Monthly Archives: October 2016

Reflection – Identity

 

Reflection point
When different understandings of identity come into conflict with each other it can be quite contentious. When I moved to a suburban area after living in a student area I was shocked
to discover the different expectations now on me to be a good neighbour. In the student area anonymity was the norm but here I was expected to introduce myself and tend to my weeds!

This example is more about collective identity and expectations. You may wish to think about collective or individual identity. Can you think of some examples from your own experience, or of someone you know, where there was a clash of identity? What happened and can you see how fluctuating notions of identity are still potentially problematic? What does it mean, for you, to be yourself? 

My story: good job, company car, magistrate, small village where, yes, people do tut if you let the weeds grow.  Then I realised several years ago I was living their collective identity while suppressing my own.

That isn’t the way to a fulfilling life.  Imagine dying and still never have discovered who you actually are, having assessed your worth, skills and talents only by the yardstick of others?

Yes, we need to play the game.  We wear their style of clothes when asking them to pay us for doing their work.  We conform for 8 hours a day.  But it’s a work uniform now, its not who I really am.

Outwardly, nothing changed in the beginning except my hair grew.  I saw that people responded to me differently because I no longer fitted their preconceived expectations of who I ought to be.  I was reminded of when I used to ride a motorcycle and people in shops would treat me differently for no reason apart from wearing leathers on my next visit.

Funniest moment: needed a bandana to stop my hair flapping in my eyes when out hiking on windswept moors.  Looking my suit and tie up and down, the lady in the shop said “what do you need it for, a mid-life crisis?”.

It’s a shame that the commercial mechanisms of modern society are all oriented towards stifling individual identity and manipulate us to adhere to an established norm.  Britain used to be famed for its eccentrics – now the power of advertising makes us obsess over the minutiae of virtually identical car shapes and colours; wear the same fashions; watch the same films; work in the same industries.  Governments nudge us to comply, aspire and behave with a preferred collective identity.  In that way society behaves with predictability.

We are all unique, even if we are encouraged to act as though we are not by the powers that control our lives.

  

Maybe  the role of the portrait photographer is to spot this individuality and tease it out.

Train your gaze – Angier

I decided to start my studies for I&P by reading this book which is listed on the course reading list.  Portraiture is not an area my photography has previously focussed heavily on and I thought this would be a good way to attune my thinking.

Chapter 1 begins with some high level insights into the depth and richness within a good portrait.
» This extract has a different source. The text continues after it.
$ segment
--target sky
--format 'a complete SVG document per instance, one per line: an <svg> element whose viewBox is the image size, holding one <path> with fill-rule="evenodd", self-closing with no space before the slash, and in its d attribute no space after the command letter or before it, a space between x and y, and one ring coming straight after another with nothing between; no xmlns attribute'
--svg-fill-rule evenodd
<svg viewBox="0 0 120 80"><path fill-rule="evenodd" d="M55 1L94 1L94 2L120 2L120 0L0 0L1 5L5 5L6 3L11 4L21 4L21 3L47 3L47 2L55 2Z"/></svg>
Angier uses ‘The Kiss of Peace’ by Cameron to illustrate how the simple act of choosing where the main subject casts her gaze creates a level of meaning in the image that would otherwise not be present.  Similarly with Film Still #3 by Sherman, the careful use of depth of field on washing up liquid and a pan handle, the placement of the subject’s body and off camera gaze, all build a suggestion of male dominance in a domestic environment.

Having shown the way with the subtle devices open to the portrait photographer she then goes on to explore these areas in greater depth.

Chapter 2 explores the role of the face in portraiture, both when included and excluded from the shot.  Beginning with a reflection on the difficulty early photographers had in portraying the ‘inner’ rather than façade of persona due to inordinately long exposure times, Angier highlights the importance of other signifiers other than the face itself.  For example, Lee Friedlander’s shadow self portraits on another person have a sinister element to them.  Bacigaluppo explores the portrait left behind when the face is cut from the photograph to make an ID card or passport.  The chapter culminates with a study of one of Francesca Woodman’s most famous images, the charcoal I print of self on a wooden floor.  This black outline, resembling a crime scene perhaps, resembles a ‘trace of something that has been left behind’ and contrasts with her pale, naked and present self placed on a chair overlooking it.  Her face is again out of shot.  Angier quotes Sundell in saying that the image carries a very high level of artistic maturity for someone so young, capturing the essence of ‘that struggle to reduce a physical body to a photographic image’…’in such an incredibly eloquent way with so many problems of female identity’ (Sundell in Angier, 2015. p35).

Chapter 3 explores the decisions around framing the image, the decision as to what is included and what is not and asking us:

‘What is the nature of the frame? Consider it as a container. As such, it can be

an energy field, alive and swarming, perhaps near to bursting, with information.

Or it can be a tighdy closed box, a hermetically sealed vessel for an immobilized

specimen, something for you to examine later at your leisure. These are two extremes,

neither having more intrinsic merit than the other. The two cases represent different

sensibilities, different ways of perceiving and organizing the world.’ (Angier, 2015)

Camera design has, on the whole, perpetuated a lazy convention that the most important subject matter is sharply focussed and placed in the centre of the frame.

 

References

Angier, R. (2015) Train your gaze: A practical and theoretical introduction to portrait photography. 2nd edn. New York: Fairchild Books & Visuals.